In this study, we identified an 855-bp transposable element insertion in the shattering gene sh1 in foxtail millet. To determine whether sh1 was under selection during foxtail millet domestication, we performed a DNA diversity analysis of global foxtail millet accessions including 23 wild and 73 domesticated foxtail millets. Wild foxtail millets had abundant diversity in the promoter and coding regions and the 3′ UTR in the sh1 gene (fig. 6a). However, no DNA diversity was present in any gene region except for a low diversity in the last intron and the 3′ UTR (fig. 6a).
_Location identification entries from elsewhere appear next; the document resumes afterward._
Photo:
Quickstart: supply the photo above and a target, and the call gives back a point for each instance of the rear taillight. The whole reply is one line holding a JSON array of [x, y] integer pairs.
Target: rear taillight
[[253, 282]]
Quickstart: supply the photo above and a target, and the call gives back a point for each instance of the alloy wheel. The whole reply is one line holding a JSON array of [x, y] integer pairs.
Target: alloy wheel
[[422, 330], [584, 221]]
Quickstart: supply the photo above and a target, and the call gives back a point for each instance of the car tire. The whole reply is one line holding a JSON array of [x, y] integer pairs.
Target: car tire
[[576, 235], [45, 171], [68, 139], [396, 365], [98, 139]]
In total, only 2.3% of the DNA diversity of sh1 remained in domesticated foxtail millets compared to wild accessions. Tajima’s D test (D = –2.1, P < 0.05) suggested that selection might have shaped the sh1 gene diversity of foxtail millet. Notably, further genome-wide diversity analysis will be needed to confirm this DNA diversity pattern because a severe domestication bottleneck originating from other regions would also induce such a diversity pattern in sh1. All 73 of the investigated domesticated foxtail millets harbored this transposable element insertion in sh1. These results indicated that sh1 might be subject to human selection during the domestication of the small-seeded cereal foxtail millet.

Fig. 6.

Fig. 6.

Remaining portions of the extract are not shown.